The most important point to remember is that these properties will only work if the relevant essential oil contains the correct chemical profile - the chemical composition of an oil. However, during the growing and harvesting of the plant, the manufacture, storage and distribution process, there are many factors that can affect the chemical profile detrimentally. Every stage has to be conducted with knowledge and expertise - skills that are sometimes handed down from generation to generation. One final issue is that of adulteration. As I have mentioned, the oils are expensive to produce but some unscrupulous companies adulterate expensive oils with cheaper oils that have a similar aroma, e.g. essential oil of rose is sometimes adulterated with geranium or rosewood. This practise is designed to increase the profit margin and, to the untrained ‘nose’, it is often not detected. Professional practitioners are trained to recognise good quality oils and will only use producers and wholesalers who can provide the necessary certification required to guarantee therapeutic quality.

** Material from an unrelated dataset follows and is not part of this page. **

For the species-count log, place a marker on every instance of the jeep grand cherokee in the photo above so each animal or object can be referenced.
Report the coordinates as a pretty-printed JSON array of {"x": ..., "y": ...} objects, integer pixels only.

There are several routes by which essential oils enter the body:


SKIN:

MASSAGE - Essential oils are diluted in a vegetable oil and massaged into the skin.

COMPRESSES - Essential oils are diluted and soaked in a cloth that is placed on specific areas of the body to treat conditions such as headaches, migraines, painful periods, inflamed joints and muscles.  

CREAMS, LOTIONS AND GELS - Essential oils are dispersed in these mediums to help conditions like eczema, acne, psoriasis, ulcers and wound healing.

BATHS - Essential oils are diluted in a dispersant and added to bath water - to balance many physical and emotional conditions.


INHALATION AND DIFFUSION:

With the aid of a nasal inhaler, smelling strip or a room diffuser, the molecules of essential oil make their way via the nose and mouth through the respiratory system - ideal for colds, flus, and nasal congestion.


OLFACTION:

When essential oils are inhaled, their molecules reach the olfactory bulb inside the top of the nose where exposed nerve endings transmit the information from the molecules of the oils to the limbic system, the part of the brain that stores emotions and memories. The oils have a direct effect on the nervous and hormonal systems: scientific research has demonstrated that certain essential oils balance brain chemistry and can be used as a sedative, mood stabiliser, and antidepressant.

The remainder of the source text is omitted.